Trois jours avant de mourir, ma fille a dit : « Maman, papa, amour, amour. » Et la dernière fois que je l’ai vue, elle a dit : « Papa, amour. » Cela a été un magnifique cadeau.
On est tous capables de supporter un certain nombre d’épreuves. Il y a eu des moments où je me suis demandé pourquoi certaines choses m’arrivaient à moi, des choses émotionnellement douloureuses, mais maintenant je comprends que ces épreuves que j’ai traversées m’ont enseigné la compassion et la tolérance. On apprend énormément quand on traverse soi-même beaucoup de choses.
Je ne peux pas apprendre à d’autres personnes comment elles doivent penser, sentir et se comporter, car nous sommes tous différents ; c’est pour cela que nous avons notre propre chemin à suivre, et que nous devons faire de notre mieux.

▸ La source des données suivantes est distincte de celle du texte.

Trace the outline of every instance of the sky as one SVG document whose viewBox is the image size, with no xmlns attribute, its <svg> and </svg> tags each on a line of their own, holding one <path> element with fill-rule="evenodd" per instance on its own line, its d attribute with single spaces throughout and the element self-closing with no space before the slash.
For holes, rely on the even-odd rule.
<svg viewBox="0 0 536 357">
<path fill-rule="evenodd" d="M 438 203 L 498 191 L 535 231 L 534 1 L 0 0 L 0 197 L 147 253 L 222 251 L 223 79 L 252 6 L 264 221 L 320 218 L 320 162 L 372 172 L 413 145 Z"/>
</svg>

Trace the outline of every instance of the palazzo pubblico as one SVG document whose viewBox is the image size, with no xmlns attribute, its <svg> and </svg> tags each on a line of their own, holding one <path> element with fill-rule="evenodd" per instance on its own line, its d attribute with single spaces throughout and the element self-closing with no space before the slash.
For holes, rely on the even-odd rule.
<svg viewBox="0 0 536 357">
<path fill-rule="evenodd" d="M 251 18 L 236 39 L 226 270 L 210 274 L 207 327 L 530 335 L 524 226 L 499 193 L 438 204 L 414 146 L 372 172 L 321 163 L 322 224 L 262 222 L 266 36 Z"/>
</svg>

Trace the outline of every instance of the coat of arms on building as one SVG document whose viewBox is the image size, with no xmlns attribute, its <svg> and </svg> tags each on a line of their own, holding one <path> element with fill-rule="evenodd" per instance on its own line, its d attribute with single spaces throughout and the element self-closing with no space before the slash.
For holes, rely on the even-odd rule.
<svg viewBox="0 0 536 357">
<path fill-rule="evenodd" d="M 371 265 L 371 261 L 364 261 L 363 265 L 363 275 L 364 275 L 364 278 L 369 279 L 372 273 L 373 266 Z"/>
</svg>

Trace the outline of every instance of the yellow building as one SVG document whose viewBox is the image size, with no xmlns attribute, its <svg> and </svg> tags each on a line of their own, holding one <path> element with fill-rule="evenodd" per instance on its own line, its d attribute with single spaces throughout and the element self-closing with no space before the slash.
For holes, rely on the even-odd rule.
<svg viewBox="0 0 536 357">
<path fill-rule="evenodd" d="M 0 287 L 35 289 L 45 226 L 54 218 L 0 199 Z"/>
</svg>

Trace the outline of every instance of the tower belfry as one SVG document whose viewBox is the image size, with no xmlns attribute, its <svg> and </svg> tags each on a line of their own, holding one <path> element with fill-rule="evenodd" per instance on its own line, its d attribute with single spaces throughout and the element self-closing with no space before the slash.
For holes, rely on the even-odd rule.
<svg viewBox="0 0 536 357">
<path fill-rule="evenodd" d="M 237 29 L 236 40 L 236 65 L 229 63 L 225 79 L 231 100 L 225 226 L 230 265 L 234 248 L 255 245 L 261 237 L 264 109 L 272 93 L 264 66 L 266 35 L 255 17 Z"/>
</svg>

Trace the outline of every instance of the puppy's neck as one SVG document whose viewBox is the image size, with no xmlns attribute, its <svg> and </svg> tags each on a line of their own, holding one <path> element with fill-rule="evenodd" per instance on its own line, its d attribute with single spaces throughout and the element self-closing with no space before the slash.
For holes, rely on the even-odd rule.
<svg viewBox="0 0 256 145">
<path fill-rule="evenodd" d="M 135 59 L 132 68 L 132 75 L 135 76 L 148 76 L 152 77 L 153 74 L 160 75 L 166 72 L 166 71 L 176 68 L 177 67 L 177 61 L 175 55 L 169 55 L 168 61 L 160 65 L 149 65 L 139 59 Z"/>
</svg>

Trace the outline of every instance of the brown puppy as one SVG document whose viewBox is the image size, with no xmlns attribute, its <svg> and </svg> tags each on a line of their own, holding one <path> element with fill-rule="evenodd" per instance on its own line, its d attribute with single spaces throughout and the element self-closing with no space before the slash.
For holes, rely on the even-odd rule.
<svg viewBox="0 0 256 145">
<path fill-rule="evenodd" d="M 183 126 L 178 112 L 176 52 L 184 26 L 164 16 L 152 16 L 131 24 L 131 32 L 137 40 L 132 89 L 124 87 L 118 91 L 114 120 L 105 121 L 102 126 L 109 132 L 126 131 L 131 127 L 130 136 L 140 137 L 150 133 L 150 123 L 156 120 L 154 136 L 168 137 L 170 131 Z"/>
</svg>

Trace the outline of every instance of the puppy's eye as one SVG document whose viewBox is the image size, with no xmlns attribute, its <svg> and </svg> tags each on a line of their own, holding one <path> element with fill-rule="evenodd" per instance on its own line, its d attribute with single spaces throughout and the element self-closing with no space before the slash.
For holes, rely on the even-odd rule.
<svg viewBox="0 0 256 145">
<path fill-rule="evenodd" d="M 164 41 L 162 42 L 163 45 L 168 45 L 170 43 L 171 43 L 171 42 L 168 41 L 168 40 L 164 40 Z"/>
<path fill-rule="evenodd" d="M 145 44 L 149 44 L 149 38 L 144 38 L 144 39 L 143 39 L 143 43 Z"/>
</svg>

Nous sommes tous différents, et certains peuvent s’orienter dans une autre direction que celle que j’ai suivie, mais j’ai tendance à penser qu’il y a encore de l’espoir pour l’avenir.
Tous les militants qui veulent faire changer les choses, y compris ceux d’Amnesty International, doivent savoir qu’apprendre à respecter les autres c’est beaucoup plus important que d’essayer de nuire à autrui.